Function URL: https://site.com/docs/page?payload={{RCE}} Output
getRequestUri() ... /docs/page?payload={{RCE}}
getPathInfo() ... /docs/page

By using getPathInfo(), the user-controlled query string is no longer injected into the template. The injection point is eliminated, and the vulnerability is neutralized. It’s a simple, elegant, and effective fix.

Verification

After patching, repeat the detection PoC from earlier. This time, the server should treat the payload as literal text. Instead of seeing 49, you should see the raw string {{7*7}} in the page source.

Timeline of Events

  • Discovery: The vulnerability was identified prior to July 14, 2025.
  • Vendor Notification: The maintainers were notified and quickly developed a patch.
  • Patch Availability: The fix was committed and released in version v2.8.1 on July 14, 2025.
  • Public Disclosure: The vulnerability was publicly disclosed as CVE-2025-53833 on July 14, 2025.

Lessons Learned: Security Hygiene for Developers

This CVE serves as a powerful reminder of a few core security principles.

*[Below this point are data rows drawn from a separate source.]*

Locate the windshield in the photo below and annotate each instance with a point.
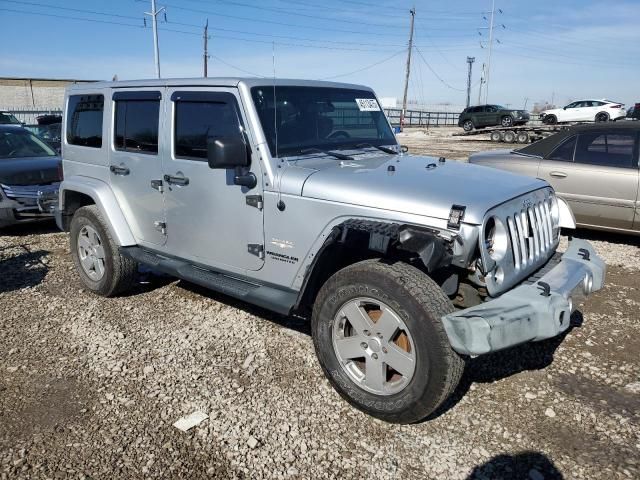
(320, 117)
(8, 119)
(20, 143)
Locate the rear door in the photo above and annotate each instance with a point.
(135, 162)
(210, 219)
(600, 182)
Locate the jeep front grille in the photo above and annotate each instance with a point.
(517, 238)
(532, 234)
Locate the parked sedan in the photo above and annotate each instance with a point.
(585, 111)
(483, 116)
(593, 167)
(30, 173)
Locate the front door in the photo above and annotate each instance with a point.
(601, 181)
(135, 162)
(210, 219)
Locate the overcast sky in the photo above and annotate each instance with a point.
(547, 49)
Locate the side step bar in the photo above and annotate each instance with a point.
(271, 298)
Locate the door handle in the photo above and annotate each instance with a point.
(117, 170)
(174, 180)
(558, 174)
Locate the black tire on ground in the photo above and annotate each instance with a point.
(119, 271)
(496, 136)
(420, 303)
(509, 136)
(507, 121)
(522, 137)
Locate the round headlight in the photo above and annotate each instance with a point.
(496, 239)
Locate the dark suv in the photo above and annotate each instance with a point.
(491, 116)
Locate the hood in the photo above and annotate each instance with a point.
(29, 170)
(414, 184)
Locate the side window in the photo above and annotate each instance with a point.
(564, 153)
(136, 128)
(607, 149)
(197, 120)
(84, 120)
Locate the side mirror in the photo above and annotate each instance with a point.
(227, 152)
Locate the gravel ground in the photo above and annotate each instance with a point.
(90, 387)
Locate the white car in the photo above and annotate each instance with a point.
(585, 111)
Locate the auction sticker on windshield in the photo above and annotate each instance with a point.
(368, 104)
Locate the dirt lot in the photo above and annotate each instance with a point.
(90, 387)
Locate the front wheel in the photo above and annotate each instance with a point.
(101, 267)
(379, 337)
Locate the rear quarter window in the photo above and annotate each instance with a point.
(84, 120)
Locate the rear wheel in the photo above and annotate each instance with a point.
(522, 137)
(379, 337)
(101, 267)
(507, 121)
(496, 136)
(509, 136)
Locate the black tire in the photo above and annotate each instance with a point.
(496, 136)
(420, 303)
(507, 121)
(119, 271)
(522, 137)
(509, 136)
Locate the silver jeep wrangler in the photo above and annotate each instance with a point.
(295, 196)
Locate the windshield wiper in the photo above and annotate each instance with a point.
(381, 148)
(339, 156)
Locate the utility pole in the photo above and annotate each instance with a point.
(406, 78)
(470, 61)
(481, 82)
(154, 21)
(206, 51)
(493, 11)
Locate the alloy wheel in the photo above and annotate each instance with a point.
(374, 346)
(91, 253)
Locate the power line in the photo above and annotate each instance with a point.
(77, 10)
(365, 68)
(284, 11)
(436, 74)
(236, 67)
(67, 17)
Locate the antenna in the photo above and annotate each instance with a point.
(280, 205)
(275, 103)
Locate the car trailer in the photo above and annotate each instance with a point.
(516, 134)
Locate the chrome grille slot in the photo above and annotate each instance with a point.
(531, 234)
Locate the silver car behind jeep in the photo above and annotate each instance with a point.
(295, 196)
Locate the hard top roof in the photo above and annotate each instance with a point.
(213, 82)
(544, 147)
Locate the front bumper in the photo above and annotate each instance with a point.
(529, 312)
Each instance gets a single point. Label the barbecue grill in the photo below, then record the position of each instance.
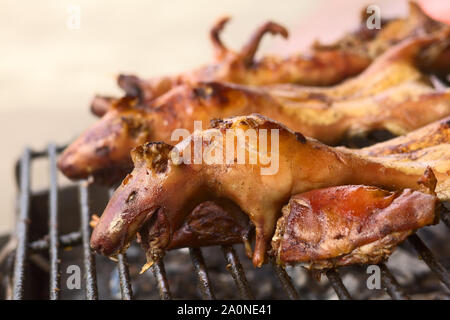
(41, 212)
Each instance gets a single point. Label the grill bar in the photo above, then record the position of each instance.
(200, 269)
(89, 259)
(22, 226)
(65, 241)
(390, 283)
(337, 284)
(159, 271)
(428, 257)
(124, 274)
(124, 277)
(285, 280)
(55, 272)
(237, 272)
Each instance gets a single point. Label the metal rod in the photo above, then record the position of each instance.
(65, 241)
(337, 284)
(159, 271)
(200, 269)
(124, 276)
(391, 285)
(89, 259)
(22, 227)
(428, 257)
(237, 272)
(285, 281)
(55, 272)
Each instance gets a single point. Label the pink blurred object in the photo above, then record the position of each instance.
(437, 9)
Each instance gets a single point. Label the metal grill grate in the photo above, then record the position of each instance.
(54, 242)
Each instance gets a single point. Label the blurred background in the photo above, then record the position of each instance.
(50, 69)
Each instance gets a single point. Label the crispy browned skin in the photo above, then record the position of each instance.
(427, 146)
(392, 94)
(345, 225)
(210, 223)
(169, 191)
(325, 65)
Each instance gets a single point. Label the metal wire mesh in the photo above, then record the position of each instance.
(54, 242)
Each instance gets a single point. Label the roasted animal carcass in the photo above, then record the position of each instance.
(325, 65)
(164, 188)
(346, 225)
(222, 223)
(320, 229)
(391, 94)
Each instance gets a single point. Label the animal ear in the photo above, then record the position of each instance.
(137, 154)
(125, 103)
(155, 154)
(428, 180)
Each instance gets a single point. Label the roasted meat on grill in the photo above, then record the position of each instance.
(325, 65)
(345, 225)
(164, 188)
(391, 94)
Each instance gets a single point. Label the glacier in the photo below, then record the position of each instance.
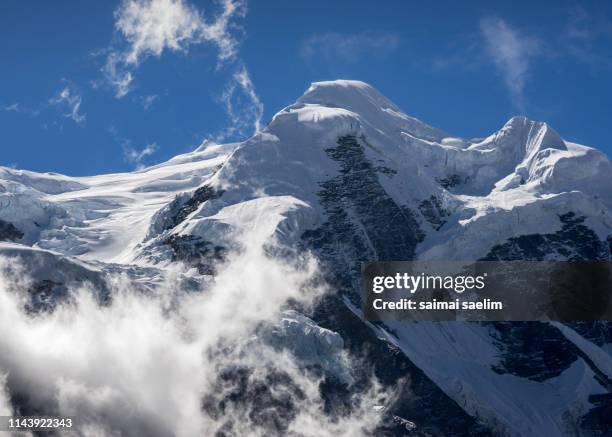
(345, 175)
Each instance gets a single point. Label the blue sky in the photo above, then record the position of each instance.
(92, 87)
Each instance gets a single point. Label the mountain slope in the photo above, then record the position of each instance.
(344, 174)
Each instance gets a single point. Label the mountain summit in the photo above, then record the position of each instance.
(345, 175)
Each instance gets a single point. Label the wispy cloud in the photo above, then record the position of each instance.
(136, 157)
(71, 101)
(148, 101)
(132, 155)
(511, 51)
(242, 105)
(151, 27)
(333, 46)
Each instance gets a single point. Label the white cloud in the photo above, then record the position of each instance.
(242, 105)
(136, 157)
(148, 101)
(157, 363)
(511, 52)
(151, 27)
(68, 98)
(333, 46)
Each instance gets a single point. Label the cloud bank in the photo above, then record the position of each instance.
(149, 28)
(171, 362)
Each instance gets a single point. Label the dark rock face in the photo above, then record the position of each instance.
(538, 350)
(183, 209)
(364, 224)
(8, 232)
(433, 211)
(574, 242)
(362, 218)
(195, 251)
(534, 350)
(451, 181)
(269, 399)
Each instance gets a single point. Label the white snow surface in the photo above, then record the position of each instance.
(514, 182)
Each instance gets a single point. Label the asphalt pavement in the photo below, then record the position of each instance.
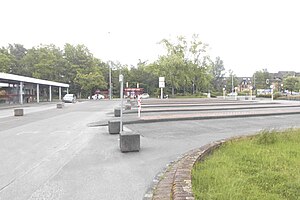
(54, 154)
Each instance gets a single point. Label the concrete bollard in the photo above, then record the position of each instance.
(114, 126)
(60, 105)
(19, 112)
(129, 141)
(127, 106)
(117, 112)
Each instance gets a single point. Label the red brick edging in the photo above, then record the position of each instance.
(176, 183)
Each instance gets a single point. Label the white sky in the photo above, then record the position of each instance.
(248, 35)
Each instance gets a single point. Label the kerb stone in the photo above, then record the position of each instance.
(114, 126)
(127, 106)
(117, 112)
(19, 112)
(60, 105)
(129, 141)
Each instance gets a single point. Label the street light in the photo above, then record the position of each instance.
(109, 81)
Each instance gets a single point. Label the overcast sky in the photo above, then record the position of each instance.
(247, 35)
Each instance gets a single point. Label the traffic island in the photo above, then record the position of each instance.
(127, 106)
(114, 126)
(60, 105)
(18, 112)
(117, 112)
(129, 141)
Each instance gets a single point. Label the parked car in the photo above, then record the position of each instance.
(145, 96)
(69, 98)
(97, 97)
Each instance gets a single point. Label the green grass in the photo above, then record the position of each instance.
(266, 166)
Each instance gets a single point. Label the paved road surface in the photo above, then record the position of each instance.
(55, 155)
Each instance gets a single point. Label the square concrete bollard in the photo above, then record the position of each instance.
(114, 126)
(117, 112)
(19, 112)
(60, 105)
(129, 141)
(127, 106)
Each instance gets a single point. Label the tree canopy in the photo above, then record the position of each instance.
(186, 66)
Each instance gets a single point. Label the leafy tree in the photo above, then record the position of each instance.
(90, 82)
(291, 83)
(5, 61)
(17, 52)
(231, 81)
(218, 72)
(260, 78)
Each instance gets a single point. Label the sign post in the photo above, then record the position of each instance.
(161, 85)
(121, 96)
(139, 106)
(272, 95)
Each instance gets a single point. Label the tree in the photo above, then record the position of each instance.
(291, 83)
(90, 82)
(260, 78)
(218, 72)
(231, 82)
(186, 65)
(5, 61)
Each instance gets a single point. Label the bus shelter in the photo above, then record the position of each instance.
(22, 89)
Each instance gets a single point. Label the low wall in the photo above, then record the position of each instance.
(176, 182)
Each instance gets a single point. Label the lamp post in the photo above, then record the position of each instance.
(109, 81)
(121, 79)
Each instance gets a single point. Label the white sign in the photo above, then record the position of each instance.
(120, 78)
(161, 84)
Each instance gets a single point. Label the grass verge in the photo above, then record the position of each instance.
(266, 166)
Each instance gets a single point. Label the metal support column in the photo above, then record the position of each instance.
(50, 93)
(21, 92)
(37, 93)
(59, 93)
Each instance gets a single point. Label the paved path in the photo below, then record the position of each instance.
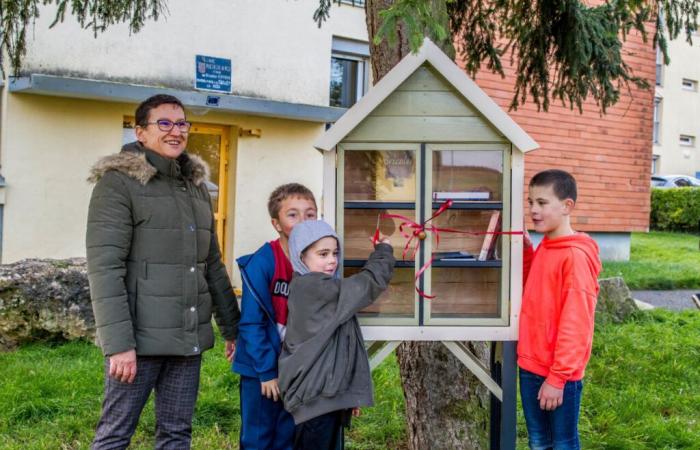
(673, 300)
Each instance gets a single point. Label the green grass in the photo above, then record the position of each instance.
(642, 391)
(50, 399)
(659, 260)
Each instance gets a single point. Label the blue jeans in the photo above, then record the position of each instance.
(265, 425)
(556, 429)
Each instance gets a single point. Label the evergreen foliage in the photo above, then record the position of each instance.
(16, 17)
(563, 50)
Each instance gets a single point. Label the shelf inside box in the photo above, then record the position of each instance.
(380, 205)
(471, 205)
(462, 293)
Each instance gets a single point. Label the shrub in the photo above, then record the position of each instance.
(675, 209)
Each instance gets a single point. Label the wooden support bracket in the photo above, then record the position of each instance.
(475, 366)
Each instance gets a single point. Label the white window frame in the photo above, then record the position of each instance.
(687, 140)
(656, 133)
(659, 67)
(689, 85)
(355, 51)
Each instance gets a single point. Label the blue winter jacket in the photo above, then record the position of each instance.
(258, 345)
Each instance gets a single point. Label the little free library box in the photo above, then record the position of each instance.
(433, 162)
(425, 135)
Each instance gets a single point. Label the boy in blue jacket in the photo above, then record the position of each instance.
(266, 275)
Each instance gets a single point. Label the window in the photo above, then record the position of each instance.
(413, 181)
(657, 120)
(687, 141)
(349, 72)
(655, 169)
(659, 67)
(690, 85)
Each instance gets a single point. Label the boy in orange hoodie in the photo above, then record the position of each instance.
(556, 319)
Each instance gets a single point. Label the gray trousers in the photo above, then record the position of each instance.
(175, 380)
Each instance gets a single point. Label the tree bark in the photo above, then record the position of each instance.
(447, 407)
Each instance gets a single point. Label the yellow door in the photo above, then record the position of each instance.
(211, 143)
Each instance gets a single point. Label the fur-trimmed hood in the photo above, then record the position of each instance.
(133, 161)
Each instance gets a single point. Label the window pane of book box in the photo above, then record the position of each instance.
(467, 247)
(385, 176)
(360, 225)
(468, 175)
(465, 292)
(399, 298)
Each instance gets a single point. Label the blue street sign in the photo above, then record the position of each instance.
(212, 74)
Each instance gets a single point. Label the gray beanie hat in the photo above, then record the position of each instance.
(305, 234)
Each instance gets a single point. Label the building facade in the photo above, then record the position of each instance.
(76, 95)
(75, 99)
(610, 154)
(677, 110)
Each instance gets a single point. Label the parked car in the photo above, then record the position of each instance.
(665, 181)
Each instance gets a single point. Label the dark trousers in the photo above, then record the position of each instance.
(556, 429)
(265, 425)
(176, 382)
(321, 433)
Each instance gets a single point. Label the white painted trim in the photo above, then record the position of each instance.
(380, 355)
(328, 196)
(439, 333)
(517, 170)
(454, 74)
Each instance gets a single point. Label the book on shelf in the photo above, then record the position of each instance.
(462, 196)
(453, 256)
(489, 245)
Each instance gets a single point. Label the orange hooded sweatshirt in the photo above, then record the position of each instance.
(558, 308)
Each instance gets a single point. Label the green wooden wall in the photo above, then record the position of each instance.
(425, 108)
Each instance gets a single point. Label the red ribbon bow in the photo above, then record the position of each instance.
(419, 232)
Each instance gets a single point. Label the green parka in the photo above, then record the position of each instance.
(154, 264)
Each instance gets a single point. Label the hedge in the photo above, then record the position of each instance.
(675, 209)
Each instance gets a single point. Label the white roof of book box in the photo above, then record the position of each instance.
(495, 121)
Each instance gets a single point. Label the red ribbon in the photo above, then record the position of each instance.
(425, 228)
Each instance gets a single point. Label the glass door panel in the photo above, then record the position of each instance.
(380, 176)
(462, 246)
(463, 292)
(468, 175)
(398, 301)
(359, 227)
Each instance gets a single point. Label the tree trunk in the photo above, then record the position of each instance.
(447, 407)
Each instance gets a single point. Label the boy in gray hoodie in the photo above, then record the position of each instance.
(323, 368)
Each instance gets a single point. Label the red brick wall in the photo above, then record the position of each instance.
(610, 155)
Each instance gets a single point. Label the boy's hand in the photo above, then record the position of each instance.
(122, 366)
(230, 350)
(270, 389)
(550, 397)
(381, 240)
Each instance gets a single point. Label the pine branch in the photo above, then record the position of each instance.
(563, 50)
(17, 15)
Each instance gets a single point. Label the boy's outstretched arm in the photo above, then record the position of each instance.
(252, 327)
(576, 321)
(363, 288)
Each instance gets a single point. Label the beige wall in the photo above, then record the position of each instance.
(680, 110)
(277, 50)
(50, 144)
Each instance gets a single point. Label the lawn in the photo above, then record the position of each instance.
(659, 260)
(642, 392)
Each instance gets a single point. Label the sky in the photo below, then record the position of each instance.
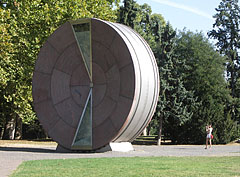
(195, 15)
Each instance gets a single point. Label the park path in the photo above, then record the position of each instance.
(11, 156)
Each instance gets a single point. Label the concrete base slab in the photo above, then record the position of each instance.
(120, 147)
(62, 149)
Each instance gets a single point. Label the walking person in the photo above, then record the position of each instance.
(209, 136)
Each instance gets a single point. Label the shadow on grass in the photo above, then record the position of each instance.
(31, 149)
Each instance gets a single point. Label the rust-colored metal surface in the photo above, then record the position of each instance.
(88, 85)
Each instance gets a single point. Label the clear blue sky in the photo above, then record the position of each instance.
(195, 15)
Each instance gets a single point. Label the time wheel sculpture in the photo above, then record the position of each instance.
(95, 82)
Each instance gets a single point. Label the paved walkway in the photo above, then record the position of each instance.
(12, 155)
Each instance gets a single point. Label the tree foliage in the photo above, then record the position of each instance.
(226, 31)
(204, 75)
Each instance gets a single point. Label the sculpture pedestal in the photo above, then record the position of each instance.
(120, 147)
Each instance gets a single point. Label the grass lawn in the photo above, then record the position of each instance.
(132, 166)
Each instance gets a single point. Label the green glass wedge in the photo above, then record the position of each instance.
(83, 136)
(82, 32)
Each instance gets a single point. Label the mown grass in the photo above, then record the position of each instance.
(132, 166)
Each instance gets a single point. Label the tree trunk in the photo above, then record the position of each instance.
(160, 132)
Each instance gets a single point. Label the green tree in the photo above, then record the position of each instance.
(27, 24)
(173, 109)
(226, 30)
(204, 75)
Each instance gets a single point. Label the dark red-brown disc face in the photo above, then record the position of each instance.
(84, 84)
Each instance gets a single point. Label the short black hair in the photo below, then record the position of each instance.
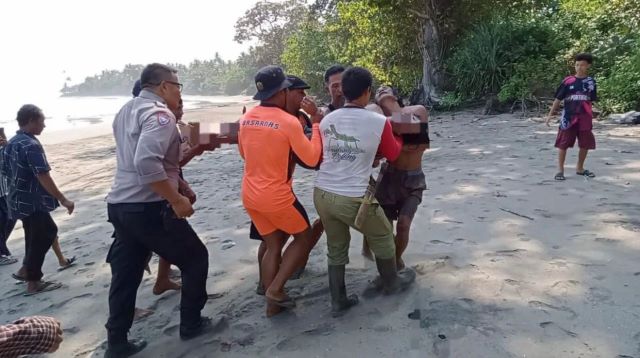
(584, 56)
(355, 81)
(335, 69)
(155, 73)
(28, 113)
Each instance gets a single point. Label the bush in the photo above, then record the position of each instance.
(620, 90)
(493, 52)
(532, 79)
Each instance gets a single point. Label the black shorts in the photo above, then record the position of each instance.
(400, 192)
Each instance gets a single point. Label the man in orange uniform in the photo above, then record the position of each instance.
(268, 134)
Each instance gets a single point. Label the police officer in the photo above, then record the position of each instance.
(148, 211)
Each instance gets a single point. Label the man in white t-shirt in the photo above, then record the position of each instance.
(351, 137)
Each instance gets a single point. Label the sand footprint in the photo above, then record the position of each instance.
(545, 307)
(553, 330)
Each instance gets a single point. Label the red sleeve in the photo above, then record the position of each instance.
(390, 145)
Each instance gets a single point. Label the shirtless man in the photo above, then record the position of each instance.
(400, 191)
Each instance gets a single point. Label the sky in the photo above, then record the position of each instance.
(45, 41)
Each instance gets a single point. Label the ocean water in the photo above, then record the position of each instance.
(76, 113)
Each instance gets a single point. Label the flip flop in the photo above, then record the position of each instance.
(286, 302)
(7, 260)
(18, 278)
(45, 287)
(587, 174)
(70, 262)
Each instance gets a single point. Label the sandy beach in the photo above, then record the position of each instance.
(510, 262)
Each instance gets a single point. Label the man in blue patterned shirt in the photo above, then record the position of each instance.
(32, 195)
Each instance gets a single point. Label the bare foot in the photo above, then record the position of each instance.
(141, 313)
(273, 309)
(279, 298)
(166, 285)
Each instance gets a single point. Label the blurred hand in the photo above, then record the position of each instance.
(309, 105)
(70, 205)
(182, 207)
(188, 193)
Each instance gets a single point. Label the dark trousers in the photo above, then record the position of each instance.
(6, 227)
(39, 233)
(140, 229)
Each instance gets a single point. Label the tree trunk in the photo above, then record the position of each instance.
(432, 49)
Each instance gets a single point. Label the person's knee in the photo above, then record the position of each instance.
(403, 226)
(338, 252)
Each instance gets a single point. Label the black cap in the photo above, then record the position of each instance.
(269, 81)
(137, 87)
(297, 83)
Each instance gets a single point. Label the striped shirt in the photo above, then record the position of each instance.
(29, 335)
(23, 159)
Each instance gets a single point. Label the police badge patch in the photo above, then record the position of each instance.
(163, 119)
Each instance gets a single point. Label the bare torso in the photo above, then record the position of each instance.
(411, 156)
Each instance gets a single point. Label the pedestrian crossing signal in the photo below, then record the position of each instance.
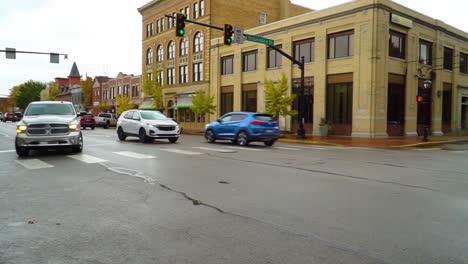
(180, 25)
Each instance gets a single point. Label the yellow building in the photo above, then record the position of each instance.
(183, 64)
(366, 61)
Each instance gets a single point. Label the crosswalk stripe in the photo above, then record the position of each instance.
(286, 148)
(180, 151)
(245, 148)
(134, 155)
(87, 158)
(216, 150)
(34, 164)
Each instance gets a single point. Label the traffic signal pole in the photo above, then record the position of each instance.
(300, 64)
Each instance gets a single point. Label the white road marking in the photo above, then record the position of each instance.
(246, 148)
(286, 148)
(180, 151)
(215, 149)
(34, 164)
(87, 158)
(134, 155)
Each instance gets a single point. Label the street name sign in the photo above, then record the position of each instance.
(258, 39)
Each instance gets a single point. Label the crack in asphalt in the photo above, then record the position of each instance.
(308, 236)
(327, 172)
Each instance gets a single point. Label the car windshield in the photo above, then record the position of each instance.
(264, 117)
(153, 116)
(50, 109)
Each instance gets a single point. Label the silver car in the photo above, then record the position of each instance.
(147, 126)
(48, 125)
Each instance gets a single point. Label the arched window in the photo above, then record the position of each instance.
(171, 50)
(149, 56)
(198, 47)
(184, 47)
(160, 53)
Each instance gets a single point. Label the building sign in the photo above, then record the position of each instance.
(403, 21)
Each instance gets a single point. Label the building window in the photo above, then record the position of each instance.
(202, 7)
(249, 98)
(171, 76)
(195, 10)
(340, 45)
(198, 47)
(160, 77)
(227, 101)
(198, 72)
(160, 53)
(184, 47)
(274, 59)
(149, 30)
(249, 61)
(304, 48)
(463, 63)
(448, 59)
(397, 45)
(158, 26)
(187, 12)
(149, 56)
(425, 52)
(183, 77)
(170, 22)
(227, 65)
(171, 50)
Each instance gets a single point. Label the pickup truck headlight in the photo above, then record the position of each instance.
(74, 126)
(21, 129)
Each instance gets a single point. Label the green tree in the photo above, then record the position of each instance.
(277, 102)
(53, 91)
(87, 91)
(29, 92)
(202, 104)
(124, 103)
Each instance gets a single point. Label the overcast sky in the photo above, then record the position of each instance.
(104, 36)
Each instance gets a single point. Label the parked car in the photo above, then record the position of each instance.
(106, 120)
(87, 120)
(147, 126)
(48, 124)
(242, 128)
(13, 117)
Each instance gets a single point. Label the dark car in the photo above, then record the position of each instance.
(13, 117)
(87, 120)
(243, 128)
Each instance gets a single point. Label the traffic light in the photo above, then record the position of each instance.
(228, 34)
(180, 25)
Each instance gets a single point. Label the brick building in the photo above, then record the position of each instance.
(365, 63)
(70, 86)
(183, 64)
(105, 91)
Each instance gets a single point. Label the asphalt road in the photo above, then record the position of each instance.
(194, 202)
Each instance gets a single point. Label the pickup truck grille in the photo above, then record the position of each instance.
(47, 129)
(166, 128)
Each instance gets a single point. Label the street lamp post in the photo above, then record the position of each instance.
(427, 85)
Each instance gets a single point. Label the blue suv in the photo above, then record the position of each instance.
(242, 128)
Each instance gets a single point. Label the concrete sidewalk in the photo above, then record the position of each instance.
(391, 142)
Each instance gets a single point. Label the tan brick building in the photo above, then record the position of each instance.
(105, 91)
(183, 64)
(366, 61)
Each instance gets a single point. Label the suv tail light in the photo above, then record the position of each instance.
(257, 122)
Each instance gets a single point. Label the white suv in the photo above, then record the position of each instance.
(147, 126)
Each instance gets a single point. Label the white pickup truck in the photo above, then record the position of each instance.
(106, 120)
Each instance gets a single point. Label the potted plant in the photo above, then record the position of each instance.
(324, 126)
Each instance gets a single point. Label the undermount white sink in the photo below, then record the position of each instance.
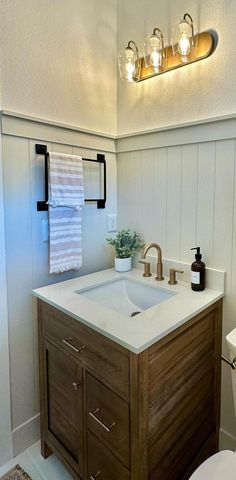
(126, 296)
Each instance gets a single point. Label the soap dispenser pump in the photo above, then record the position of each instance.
(198, 272)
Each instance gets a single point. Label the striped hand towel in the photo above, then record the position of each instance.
(66, 196)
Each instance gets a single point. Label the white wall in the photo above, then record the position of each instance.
(183, 194)
(5, 411)
(58, 61)
(27, 254)
(202, 90)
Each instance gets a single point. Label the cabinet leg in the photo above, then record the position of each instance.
(45, 450)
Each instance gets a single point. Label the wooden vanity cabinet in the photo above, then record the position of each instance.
(110, 414)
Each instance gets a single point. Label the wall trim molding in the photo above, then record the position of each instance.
(173, 126)
(227, 441)
(223, 128)
(33, 118)
(28, 126)
(20, 125)
(5, 395)
(26, 434)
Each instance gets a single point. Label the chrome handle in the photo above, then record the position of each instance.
(93, 415)
(76, 385)
(66, 341)
(94, 476)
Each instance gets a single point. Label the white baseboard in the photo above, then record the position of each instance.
(25, 435)
(227, 441)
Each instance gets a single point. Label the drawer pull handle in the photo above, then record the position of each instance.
(94, 476)
(67, 341)
(93, 415)
(76, 385)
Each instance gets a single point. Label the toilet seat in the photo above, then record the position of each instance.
(221, 466)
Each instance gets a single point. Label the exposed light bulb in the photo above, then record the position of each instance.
(129, 64)
(155, 58)
(184, 46)
(130, 68)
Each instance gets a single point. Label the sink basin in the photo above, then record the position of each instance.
(126, 296)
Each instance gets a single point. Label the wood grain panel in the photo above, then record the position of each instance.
(183, 396)
(100, 460)
(102, 356)
(112, 411)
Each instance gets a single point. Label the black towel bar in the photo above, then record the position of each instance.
(101, 202)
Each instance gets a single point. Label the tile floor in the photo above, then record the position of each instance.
(38, 468)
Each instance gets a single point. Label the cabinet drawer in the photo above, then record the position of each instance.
(108, 360)
(108, 418)
(101, 464)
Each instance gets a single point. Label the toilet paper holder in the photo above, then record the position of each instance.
(231, 364)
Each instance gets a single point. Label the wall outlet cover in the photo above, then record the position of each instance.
(111, 222)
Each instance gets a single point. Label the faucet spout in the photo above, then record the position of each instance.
(146, 248)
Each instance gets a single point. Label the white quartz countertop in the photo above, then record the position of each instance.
(136, 333)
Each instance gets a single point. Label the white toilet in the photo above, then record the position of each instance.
(222, 465)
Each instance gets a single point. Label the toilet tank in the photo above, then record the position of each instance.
(231, 342)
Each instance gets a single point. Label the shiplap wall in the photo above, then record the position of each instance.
(181, 197)
(27, 257)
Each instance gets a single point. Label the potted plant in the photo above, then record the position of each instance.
(125, 243)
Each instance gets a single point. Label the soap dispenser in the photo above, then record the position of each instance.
(198, 272)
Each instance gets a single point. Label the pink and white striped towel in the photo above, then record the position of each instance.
(65, 198)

  1. Never Trust User Input: This is the golden rule of security. Any data that originates from a user—whether it's from a form, a header, or a URL—must be treated as potentially malicious. Always sanitize, validate, and escape data appropriately for the context in which it will be used.
  2. Understand Your Framework's Functions: The difference between getRequestUri() and getPathInfo() was the difference between a secure site and a compromised one. Deeply understanding the tools and frameworks you use is not optional; it's a requirement for building secure software.
  3. Automate Dependency Scanning: This vulnerability would have been flagged by automated tools like GitHub's Dependabot or Snyk as soon as the advisory was published. Don't wait for a breach to find out you're using vulnerable code.

The Key Takeaway: Security isn't about a single, massive wall; it's about a series of small, correct decisions. Choosing the right function, sanitizing one more input, and keeping dependencies updated are the small hinges that swing big doors.

Stay safe, and happy (secure) coding!